On the one hand, most management literature focuses on empowering, inspiring leaders who get things done through others – on the other hand, on the front pages of the media we mostly encounter larger-than-life egos such as Amazon’s Jeff Bezos, Oracle’s Larry Ellison, WPP’s Martin Sorrell or LVMH’s Bernard Arnaut. In brief, people who rule their organisations through a combination of charisma and aggression.

But why do management thinkers “espouse the virtues of introverted, softly-spoken leaders, when so many of the actual role models in the business world range from boisterous to bully?”, asks Birkinshaw. Well, the press does rarely report stories about the quiet leaders who stay out of the limelight. Another part of the answer is: we delude ourselves.
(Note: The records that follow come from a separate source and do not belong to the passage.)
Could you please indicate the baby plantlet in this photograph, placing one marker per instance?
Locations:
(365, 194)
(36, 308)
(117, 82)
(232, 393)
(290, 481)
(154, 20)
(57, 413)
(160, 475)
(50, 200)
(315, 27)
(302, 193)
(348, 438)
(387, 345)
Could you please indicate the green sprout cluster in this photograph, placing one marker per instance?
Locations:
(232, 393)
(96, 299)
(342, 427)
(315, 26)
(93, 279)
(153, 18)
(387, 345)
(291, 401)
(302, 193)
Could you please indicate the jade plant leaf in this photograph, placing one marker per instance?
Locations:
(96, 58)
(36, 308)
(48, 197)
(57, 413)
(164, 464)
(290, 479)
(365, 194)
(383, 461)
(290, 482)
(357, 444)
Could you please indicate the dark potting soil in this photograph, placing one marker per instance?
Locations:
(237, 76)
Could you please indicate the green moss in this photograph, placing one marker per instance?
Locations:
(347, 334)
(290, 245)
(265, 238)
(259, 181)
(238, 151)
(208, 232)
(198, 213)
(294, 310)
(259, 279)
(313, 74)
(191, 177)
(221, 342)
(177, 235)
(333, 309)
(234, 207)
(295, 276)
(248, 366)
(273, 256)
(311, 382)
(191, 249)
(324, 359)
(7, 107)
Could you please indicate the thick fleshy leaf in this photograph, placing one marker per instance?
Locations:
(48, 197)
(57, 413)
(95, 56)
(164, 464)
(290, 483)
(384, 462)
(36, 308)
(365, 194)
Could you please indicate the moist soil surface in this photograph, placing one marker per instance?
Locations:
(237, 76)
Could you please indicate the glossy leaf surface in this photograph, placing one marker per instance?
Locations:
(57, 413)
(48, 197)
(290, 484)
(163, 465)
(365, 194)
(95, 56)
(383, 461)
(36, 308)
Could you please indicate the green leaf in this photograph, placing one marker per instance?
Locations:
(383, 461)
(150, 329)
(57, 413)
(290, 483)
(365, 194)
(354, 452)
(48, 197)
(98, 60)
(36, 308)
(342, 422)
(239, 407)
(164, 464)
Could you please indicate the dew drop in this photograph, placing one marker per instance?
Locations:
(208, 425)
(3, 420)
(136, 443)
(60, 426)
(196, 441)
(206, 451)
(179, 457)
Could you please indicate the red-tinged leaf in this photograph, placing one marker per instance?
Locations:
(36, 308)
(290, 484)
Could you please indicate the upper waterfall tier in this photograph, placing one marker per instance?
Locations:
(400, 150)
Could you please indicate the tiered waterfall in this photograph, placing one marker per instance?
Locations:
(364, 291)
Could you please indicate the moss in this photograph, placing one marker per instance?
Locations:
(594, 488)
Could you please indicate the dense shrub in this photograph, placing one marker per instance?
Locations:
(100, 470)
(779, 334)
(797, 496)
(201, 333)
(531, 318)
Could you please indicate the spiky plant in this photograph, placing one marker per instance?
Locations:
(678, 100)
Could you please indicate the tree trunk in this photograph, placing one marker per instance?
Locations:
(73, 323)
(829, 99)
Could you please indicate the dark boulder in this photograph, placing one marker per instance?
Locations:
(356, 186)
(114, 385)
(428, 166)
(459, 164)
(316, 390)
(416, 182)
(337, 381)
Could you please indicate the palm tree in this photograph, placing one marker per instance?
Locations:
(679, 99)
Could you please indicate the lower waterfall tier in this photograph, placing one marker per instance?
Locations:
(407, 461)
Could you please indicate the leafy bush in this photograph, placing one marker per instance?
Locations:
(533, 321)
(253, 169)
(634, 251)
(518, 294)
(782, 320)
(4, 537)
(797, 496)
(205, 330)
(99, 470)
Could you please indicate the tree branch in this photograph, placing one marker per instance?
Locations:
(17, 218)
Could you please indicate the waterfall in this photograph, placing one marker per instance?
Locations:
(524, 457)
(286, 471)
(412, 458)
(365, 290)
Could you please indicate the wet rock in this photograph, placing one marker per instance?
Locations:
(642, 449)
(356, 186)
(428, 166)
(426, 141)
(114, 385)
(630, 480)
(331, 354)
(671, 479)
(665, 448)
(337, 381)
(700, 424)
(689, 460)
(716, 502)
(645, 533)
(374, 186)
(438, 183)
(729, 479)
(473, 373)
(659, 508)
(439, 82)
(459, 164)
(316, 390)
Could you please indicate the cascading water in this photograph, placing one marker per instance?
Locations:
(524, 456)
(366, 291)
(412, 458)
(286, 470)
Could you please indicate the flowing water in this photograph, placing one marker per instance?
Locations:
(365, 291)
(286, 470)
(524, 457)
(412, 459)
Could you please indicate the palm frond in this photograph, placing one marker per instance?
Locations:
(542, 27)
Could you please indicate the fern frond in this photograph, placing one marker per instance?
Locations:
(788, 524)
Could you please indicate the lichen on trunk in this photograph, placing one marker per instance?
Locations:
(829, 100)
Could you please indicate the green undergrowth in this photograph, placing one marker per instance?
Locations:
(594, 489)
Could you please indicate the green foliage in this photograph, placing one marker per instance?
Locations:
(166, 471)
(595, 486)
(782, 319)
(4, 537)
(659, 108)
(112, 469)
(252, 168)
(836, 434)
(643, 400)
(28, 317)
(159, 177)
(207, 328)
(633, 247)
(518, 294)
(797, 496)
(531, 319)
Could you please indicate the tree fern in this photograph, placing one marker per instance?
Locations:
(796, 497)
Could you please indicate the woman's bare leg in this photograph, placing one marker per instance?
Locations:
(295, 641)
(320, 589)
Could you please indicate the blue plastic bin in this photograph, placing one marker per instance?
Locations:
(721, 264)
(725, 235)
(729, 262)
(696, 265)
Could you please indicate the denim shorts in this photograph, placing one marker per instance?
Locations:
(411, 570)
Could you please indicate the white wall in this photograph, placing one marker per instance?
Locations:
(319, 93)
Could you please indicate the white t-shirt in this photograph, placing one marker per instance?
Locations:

As Stanford Professor Jeffrey Pfeffer observes: “We secretly like the confident, overbearing people because they provide us with confidence – emotions are contagious – and also present themselves as winners. We all want to associate with success.”

But perhaps the key point is that we want different types of leaders for different challenges, argues Birkinshaw: a company in a crisis needs a turnaround specialist who can act decisively, one transitioning from good to great is better off with one of the quiet team-players.

In the end, the world needs balanced leaders, equally adept at operating with two different styles. “They should be capable of stepping in and taking charge, but also able to step back and let others call the shots,” says Birkinshaw.

How do you know when to step in? Robert Burgelman developed the concept of ‘strategic dissonance’, which is a growing disconnect between what a leader is trying to do and what is actually happening. If the boss talking up the company’s digital information strategy, but salespeople are continuing to sell paper-based subscriptions, then you have an acute case of strategic dissonance. To monitor it, leaders need to get unfiltered, real-time information from those on the front line and an inner circle of advisors to help make sense of the often-contradictory views they hear. Also needed is the power to enforce the changes. Pascal Cagni, former head of Apple Europe, calls this ‘benevolent dictatorship’. He says most large firms’ decision-making processes are consensus-oriented, so when faced with big strategic calls, they default to protection of the status quo.

To overcome this inertia, you need strong leaders who are prepared to knock a few heads together and put their credibility on the line.